A great sense of dissatisfaction can arise when we are not living the lives we truly want. While change may seem scary, so is the prospect of spending this one life on something which isn’t aligned with our values. Change doesn’t have to be drastic. Often, taking small, valued actions can put us back on the path to where we want to be. There comes an incredible freedom from living life on purpose, pursuing what we are passionate about and being 100% ourselves. That freedom becomes even greater if we are able to stop measuring ourselves against others or worrying what others think.
4. Shift our focus
In this information age, our attention is constantly being hi-jacked and taken away to some pretty dark places. With the algorithms designed to keep us provoked and outraged, we all need to pay attention to our sensory diets, consider what we are taking in and the effect it is having upon us. How much of our lives should be dedicated to doom-scrolling? How much should we give to click-bait, hateful comments and social media screaming matches? What percentage should we have for shoot-m-up games? How many days a year should we devote to unhelpful social comparisons? How much time should we set aside so that advertisers can convince us that we will not be worthy unless we buy all their stuff?
While we may take comfort from Netflix binges and Candy Crush sagas, it can be incredibly helpful to step away from the screens and take some time to appreciate the non-digital delights which are all around us. Regularly taking time out for wonder and mindful appreciation can help nourish us and help us to feel far more positive and optimistic. It can also bring us back to the now. While life is lived in the present, we can spend an inordinate amount of it re-hashing the past or worrying about the future. When we learn to return our focus to the present moment, we become much more present. We gain the ability to engage fully with the people around us and all the wonderful things that exist in the here and now.

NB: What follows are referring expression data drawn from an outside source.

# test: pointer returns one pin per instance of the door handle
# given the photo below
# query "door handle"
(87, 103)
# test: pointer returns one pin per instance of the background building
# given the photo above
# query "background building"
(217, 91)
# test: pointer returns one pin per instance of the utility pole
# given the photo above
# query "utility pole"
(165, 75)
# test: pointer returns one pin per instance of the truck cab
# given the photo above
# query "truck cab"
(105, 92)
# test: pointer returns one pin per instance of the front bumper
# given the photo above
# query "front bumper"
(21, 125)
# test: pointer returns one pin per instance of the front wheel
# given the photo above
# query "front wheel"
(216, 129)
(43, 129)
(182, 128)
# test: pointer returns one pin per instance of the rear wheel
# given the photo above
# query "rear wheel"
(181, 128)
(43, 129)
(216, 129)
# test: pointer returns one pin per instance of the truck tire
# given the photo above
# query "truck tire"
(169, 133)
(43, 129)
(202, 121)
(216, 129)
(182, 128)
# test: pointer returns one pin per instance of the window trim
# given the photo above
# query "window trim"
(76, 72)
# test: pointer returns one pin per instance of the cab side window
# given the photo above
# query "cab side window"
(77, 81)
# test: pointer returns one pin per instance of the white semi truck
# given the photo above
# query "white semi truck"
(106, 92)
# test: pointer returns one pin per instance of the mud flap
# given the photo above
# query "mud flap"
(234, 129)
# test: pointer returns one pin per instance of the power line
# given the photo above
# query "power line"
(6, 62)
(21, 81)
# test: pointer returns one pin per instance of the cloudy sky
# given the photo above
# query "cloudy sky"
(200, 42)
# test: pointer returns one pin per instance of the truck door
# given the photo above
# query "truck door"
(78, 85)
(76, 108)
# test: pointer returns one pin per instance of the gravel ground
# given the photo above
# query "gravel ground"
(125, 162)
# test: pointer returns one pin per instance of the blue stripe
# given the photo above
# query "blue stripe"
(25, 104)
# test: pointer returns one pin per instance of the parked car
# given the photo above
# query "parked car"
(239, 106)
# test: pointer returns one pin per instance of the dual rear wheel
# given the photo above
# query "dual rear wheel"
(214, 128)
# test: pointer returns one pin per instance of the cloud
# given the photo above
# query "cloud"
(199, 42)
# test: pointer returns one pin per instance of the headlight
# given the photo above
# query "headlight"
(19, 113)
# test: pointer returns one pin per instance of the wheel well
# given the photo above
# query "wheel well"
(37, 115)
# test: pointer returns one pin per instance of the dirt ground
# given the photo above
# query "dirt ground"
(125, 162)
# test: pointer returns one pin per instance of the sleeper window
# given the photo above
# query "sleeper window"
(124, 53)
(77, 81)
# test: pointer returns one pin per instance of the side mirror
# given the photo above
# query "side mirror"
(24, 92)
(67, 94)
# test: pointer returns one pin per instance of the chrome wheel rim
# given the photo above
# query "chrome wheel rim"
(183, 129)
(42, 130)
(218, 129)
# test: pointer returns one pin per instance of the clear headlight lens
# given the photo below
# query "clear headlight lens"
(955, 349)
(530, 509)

5. Treat ourselves with far greater kindness
We are incredibly hard on ourselves. We tell ourselves things we wouldn’t dare say to others. We set impossibly high standards, then berate ourselves when we don’t live up to them. We push past pain, rather than allow ourselves comfort and time to recover. Often, we see perfectionism as a virtue, rather than the tortuous punishment it is. While we may like to think self-criticism spurs us to greatness, research has shown that self-compassion actually works far better when it comes to fulfilling our goals. Life is not mistake-free, it is riddled with errors, failures and experiments that didn’t quite work out. Our lives become much bigger when we grant ourselves the permission to try and fail. Self-compassion does not make us weak, it allows us to be brave.